A cow generous, ha!  She doesn’t give milk, it’s taken from her at great expense and a lot of labor.  Can you imagine the labor it takes to hook up 100 milkers.  Then you have to clean all the equipment and make sure it’s sterilized before doing it all over again that night.  Placid?   Never—again just plain lazy.  All the textbooks tell you how much water a cow will drink.  Sure she will, if it’s pumped for her.  But let one of those bad blue northerners blow in, and if the stock tank is a fair walk away, then see how much she will drink.

She is a firm believer in the old-fashioned caste system–watch any herd of cattle and you’ll see one boss cow.  A new addition to the herd is quickly put in her place.  The cow is a born tyrant. 
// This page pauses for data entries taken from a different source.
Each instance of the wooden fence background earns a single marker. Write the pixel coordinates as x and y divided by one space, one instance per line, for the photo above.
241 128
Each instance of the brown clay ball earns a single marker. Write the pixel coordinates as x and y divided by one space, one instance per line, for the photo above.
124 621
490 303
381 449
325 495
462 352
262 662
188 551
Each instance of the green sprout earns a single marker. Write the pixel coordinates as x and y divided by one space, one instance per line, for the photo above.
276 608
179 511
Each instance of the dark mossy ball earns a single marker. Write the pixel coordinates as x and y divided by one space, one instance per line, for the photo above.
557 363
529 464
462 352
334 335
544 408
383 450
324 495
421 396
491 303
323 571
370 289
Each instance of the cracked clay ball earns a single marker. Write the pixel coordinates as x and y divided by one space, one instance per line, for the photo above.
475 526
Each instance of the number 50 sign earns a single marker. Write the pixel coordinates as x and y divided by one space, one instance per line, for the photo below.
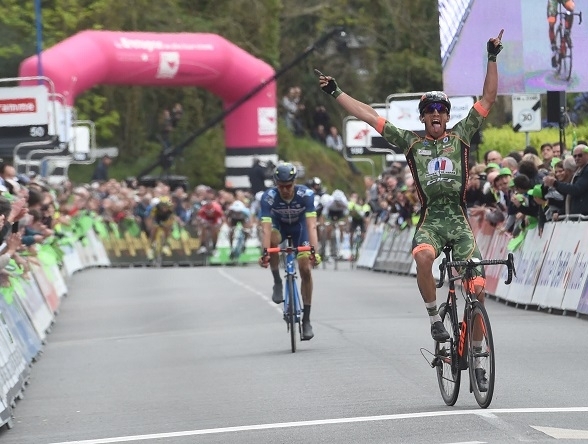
526 112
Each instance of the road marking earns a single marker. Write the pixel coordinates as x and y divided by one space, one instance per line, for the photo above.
319 422
252 290
563 433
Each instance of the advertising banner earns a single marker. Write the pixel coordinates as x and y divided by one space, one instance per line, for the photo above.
576 294
528 263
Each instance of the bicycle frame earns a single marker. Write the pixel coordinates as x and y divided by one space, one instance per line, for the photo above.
470 343
292 303
564 42
239 240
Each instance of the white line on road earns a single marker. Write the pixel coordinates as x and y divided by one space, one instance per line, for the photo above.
563 433
251 289
318 422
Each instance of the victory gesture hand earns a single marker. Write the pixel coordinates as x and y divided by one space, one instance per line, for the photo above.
494 46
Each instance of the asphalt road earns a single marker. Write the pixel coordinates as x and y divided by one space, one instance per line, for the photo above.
201 355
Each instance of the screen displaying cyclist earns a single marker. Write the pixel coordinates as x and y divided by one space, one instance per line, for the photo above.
237 213
288 210
552 18
162 217
439 165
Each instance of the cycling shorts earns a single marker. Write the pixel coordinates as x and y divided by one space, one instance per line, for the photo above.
440 226
336 216
297 230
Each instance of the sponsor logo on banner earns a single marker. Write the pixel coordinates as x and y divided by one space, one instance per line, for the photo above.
267 119
169 64
22 107
15 106
158 45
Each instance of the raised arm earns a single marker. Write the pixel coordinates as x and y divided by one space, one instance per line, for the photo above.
354 107
490 90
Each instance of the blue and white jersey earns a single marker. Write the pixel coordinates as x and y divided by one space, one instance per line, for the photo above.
275 209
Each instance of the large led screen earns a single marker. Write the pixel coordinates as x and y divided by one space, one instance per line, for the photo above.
525 65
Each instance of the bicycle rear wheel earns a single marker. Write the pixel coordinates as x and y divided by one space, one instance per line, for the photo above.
447 361
481 355
292 312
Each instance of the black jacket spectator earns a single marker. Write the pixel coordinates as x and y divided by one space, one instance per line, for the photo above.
576 192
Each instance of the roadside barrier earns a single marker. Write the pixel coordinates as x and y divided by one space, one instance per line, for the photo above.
552 268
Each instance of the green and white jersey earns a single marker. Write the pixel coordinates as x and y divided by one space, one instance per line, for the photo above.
439 167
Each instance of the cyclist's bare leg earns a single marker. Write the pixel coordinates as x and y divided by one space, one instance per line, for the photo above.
424 258
215 230
424 255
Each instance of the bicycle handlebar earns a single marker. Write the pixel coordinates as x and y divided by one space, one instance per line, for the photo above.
270 250
473 263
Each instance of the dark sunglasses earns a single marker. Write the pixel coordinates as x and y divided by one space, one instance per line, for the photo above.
432 107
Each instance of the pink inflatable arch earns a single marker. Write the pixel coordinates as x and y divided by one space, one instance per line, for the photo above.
209 61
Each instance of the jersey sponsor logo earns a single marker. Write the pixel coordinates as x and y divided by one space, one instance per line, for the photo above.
439 179
440 165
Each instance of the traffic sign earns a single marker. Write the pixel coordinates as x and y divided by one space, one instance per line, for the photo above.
526 112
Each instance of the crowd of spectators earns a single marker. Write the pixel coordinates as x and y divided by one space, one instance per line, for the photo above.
521 190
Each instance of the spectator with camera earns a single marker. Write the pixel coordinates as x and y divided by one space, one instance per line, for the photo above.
576 192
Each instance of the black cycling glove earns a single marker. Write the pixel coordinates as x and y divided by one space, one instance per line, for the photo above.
332 88
493 50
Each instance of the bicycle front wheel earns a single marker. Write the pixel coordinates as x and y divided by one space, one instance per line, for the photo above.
481 355
447 361
292 312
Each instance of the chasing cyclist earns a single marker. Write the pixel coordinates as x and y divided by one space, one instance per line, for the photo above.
161 217
336 213
552 18
288 210
439 165
210 220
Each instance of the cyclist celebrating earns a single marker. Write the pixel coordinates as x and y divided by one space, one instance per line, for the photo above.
551 19
288 210
439 165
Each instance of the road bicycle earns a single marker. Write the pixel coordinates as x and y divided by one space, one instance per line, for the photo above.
292 302
470 345
563 43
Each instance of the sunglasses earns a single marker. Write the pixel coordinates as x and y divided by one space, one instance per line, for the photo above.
439 107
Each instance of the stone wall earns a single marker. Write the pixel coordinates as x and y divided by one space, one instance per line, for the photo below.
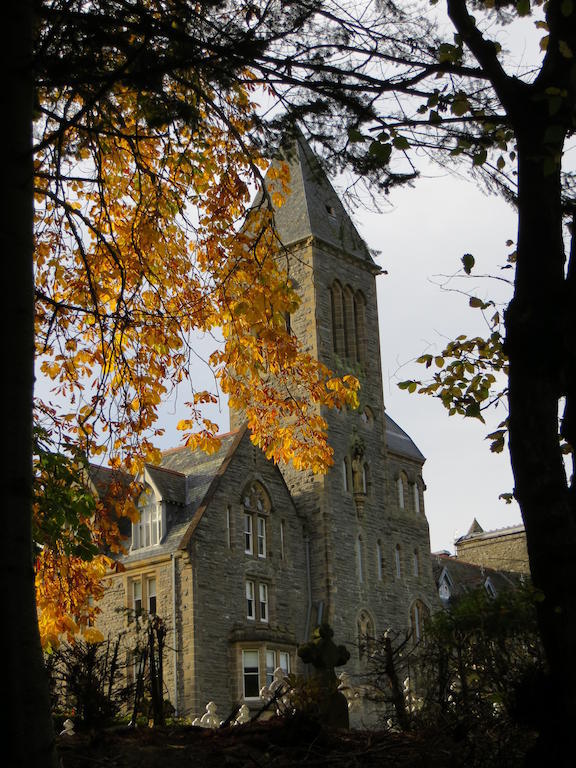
504 550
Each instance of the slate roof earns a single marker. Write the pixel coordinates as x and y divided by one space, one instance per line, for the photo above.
477 533
467 577
400 443
184 479
312 207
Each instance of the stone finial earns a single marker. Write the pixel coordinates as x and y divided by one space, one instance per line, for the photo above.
68 728
324 655
243 715
209 719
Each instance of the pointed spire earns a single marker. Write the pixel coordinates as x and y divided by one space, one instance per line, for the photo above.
475 528
313 207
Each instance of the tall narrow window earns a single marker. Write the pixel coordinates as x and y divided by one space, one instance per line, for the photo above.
416 563
346 473
282 539
248 544
263 602
250 674
398 561
137 596
151 589
419 615
147 532
360 323
337 319
416 499
400 484
349 324
359 563
228 527
366 479
250 607
270 666
261 534
284 661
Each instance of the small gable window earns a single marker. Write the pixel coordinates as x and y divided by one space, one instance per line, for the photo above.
147 531
257 508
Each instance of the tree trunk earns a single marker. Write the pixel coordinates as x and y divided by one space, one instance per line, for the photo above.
535 344
26 721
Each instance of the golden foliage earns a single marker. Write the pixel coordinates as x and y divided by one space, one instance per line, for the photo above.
145 236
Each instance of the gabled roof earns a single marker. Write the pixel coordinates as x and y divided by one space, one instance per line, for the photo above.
477 533
466 577
400 443
187 479
313 208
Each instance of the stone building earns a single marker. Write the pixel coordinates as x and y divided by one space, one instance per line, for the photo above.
504 548
242 558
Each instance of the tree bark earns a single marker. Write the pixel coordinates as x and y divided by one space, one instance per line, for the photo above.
26 722
535 344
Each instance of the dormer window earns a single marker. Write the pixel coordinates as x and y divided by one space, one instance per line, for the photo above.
489 587
147 532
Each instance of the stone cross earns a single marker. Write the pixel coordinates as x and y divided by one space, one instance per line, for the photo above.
324 655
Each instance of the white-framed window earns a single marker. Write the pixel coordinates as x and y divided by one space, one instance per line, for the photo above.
250 674
365 478
136 587
359 560
263 602
489 587
282 540
248 534
416 498
346 474
416 563
400 486
398 561
379 560
275 660
151 594
261 536
147 532
228 527
250 605
419 614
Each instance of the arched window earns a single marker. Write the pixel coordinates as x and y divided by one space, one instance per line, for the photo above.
366 479
398 561
416 498
379 560
360 325
346 473
416 563
257 508
400 486
419 615
366 634
337 303
359 559
349 324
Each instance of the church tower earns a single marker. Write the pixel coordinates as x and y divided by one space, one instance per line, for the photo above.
368 538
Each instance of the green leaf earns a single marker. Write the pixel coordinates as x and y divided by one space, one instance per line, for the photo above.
401 142
381 151
355 135
523 7
480 157
468 262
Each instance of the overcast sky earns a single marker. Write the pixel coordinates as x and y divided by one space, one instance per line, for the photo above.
421 234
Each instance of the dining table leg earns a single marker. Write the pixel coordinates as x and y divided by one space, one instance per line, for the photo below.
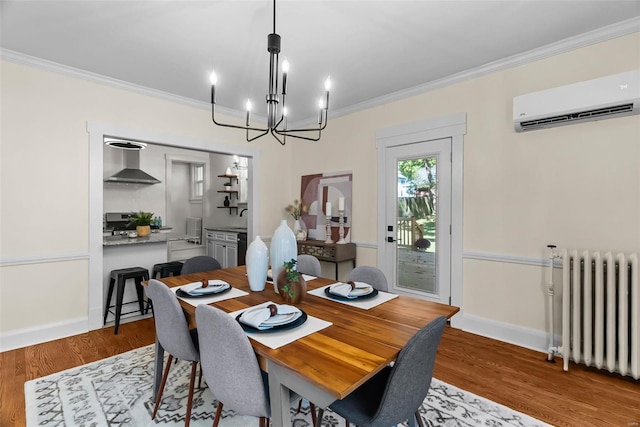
281 382
157 368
I’ve also heard that cows don’t really sleep.  This doesn’t surprise me too much because she’s much too busy casing the joint for a weak spot in the fence so she can make her escape. 

The milk cow is far from stupid though, she can even tell time.  Case in point: when you are in a hurry, a cow will never accommodate you by coming to the milking barn on time just because there’s feed in there.  She’ll dawdle at the far end of the field until you go and issue an engraved invitation in the form of a stick or a well placed rock.

Never make the mistake in thinking that all cows are the same.  We’ve got glamour girls, introverts, extroverts, worry warts and motherly types.  We’ve had airheads, screwballs, business women and career girls.  But that would take another story. 

In fact, instead of trying to tell you all I know about dairy cows, I think I’ll exact a small bit of revenge this morning.  I’m going to McDonald’s for a Char-burger and a glass of milk.